На каникулы ездили “к предкам”, то есть за границу. Лучше всего, конечно, в “капстрану”. Из “капстран” предпочтительнее всего были Штаты.
Видеомагнитофон — вещь неслыханная! — давно должен был “осточертеть”.
“Мне осточертел видак и этот ваш “Гиннес”! Ты же знаешь, что я не люблю темное пиво!”
Разве мог угнаться за ними бедный Евгений, затесавшийся, как орловская ломовая лошадь, в табун чистокровных арабских скакунов!

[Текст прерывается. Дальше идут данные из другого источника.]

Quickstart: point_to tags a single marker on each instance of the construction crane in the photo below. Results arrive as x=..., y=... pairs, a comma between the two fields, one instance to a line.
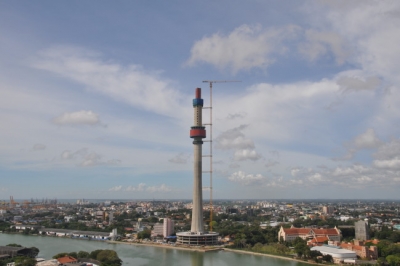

Он попробовал поуправлять и ими.
Вадим Гриценко из-под полы приторговывал марихуаной, которую необходимо было курить в обществе длинноволосых стильных девиц, дочерей режиссеров и художников. Марихуану он привозил из Амстердама, где консульствовал его папаша, ее охотно и весело покупали, и Вадим процветал. Евгений по неопытности и малолетству решил, что он тоже вполне может приобщиться к скромному амстердамско-марихуанному бизнесу, хотя его собственный папаша нигде и никогда не консульствовал.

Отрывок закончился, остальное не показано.